However there have been limits to being a completely nonprofit entity. In pursuit of financing amid the rising computing prices of cutting-edge AI, OpenAI created its capped-profit subsidiary in 2019 to handle a brand new $1 billion funding from Microsoft. Three years later, ChatGPT took the world by storm. Sutskever, and different members of OpenAI’s board, tried and finally failed to oust Altman amid accusations of dishonesty in 2023. (Altman denied these accusations.) In 2024 — one yr after Sutskever and different members of OpenAI’s board tried and finally did not oust Altman amid accusations of dishonesty — the group introduced its intention to go absolutely company and splinter off the nonprofit into its personal absolutely impartial entity.

The transition to for-profit “simply didn’t odor proper,” mentioned Orson Aguilar, head of LatinoProsperity, an financial justice nonprofit and Bracy’s co-leader at EyesOnOpenAI. He wasn’t alone: By early 2025, a dozen former OpenAI workers filed an amicus temporary aimed toward stopping the conversion as a result of it will “basically violate its mission.” And greater than 60 nonprofit, philanthropy, and labor leaders, lots of them primarily based in OpenAI’s dwelling state of California, agreed that the try and privatize felt unfair given the extent to which the corporate benefited from its tax-free standing throughout its early improvement.

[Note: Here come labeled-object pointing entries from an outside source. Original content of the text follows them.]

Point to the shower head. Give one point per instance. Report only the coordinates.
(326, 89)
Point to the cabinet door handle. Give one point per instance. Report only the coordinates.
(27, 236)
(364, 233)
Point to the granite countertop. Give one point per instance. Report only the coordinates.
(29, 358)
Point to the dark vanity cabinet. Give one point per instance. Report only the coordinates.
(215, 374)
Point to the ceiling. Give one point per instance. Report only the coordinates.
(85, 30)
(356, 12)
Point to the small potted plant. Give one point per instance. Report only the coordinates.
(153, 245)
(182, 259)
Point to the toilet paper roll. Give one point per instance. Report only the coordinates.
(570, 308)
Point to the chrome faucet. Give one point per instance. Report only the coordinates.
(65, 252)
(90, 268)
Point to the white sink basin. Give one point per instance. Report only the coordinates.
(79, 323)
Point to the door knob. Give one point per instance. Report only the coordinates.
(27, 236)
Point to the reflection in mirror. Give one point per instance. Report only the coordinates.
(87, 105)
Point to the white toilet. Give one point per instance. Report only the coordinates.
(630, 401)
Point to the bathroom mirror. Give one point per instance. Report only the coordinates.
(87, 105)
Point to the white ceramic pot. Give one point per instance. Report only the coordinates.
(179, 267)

To understand what this all means, attempt pondering of OpenAI’s for-profit arm as an angsty tween and the nonprofit as her well-meaning, however usually powerless guardian. For years, the tween had been allowed to do her personal factor, however solely inside sure limits — she nonetheless needed to do her homework and get dwelling by a sure time. Now think about, she’s sick of getting a curfew. “No person else has one!” She nonetheless lives in her mom’s home, however she desires to observe her personal guidelines.

That’s type of what occurred right here. Up till now, OpenAI’s for-profit subsidiary had a capped-profit mannequin, which means there have been limits on how a lot cash buyers might make. However this new deal paved the best way for the for-profit to change into a full-time company girlie, charitable bylaws be damned. And whereas OpenAI’s new public profit company nonetheless technically exists underneath the unique nonprofit’s management, it largely follows its personal guidelines. It will possibly increase as a lot cash because it desires and ultimately, it’s going to possible go public.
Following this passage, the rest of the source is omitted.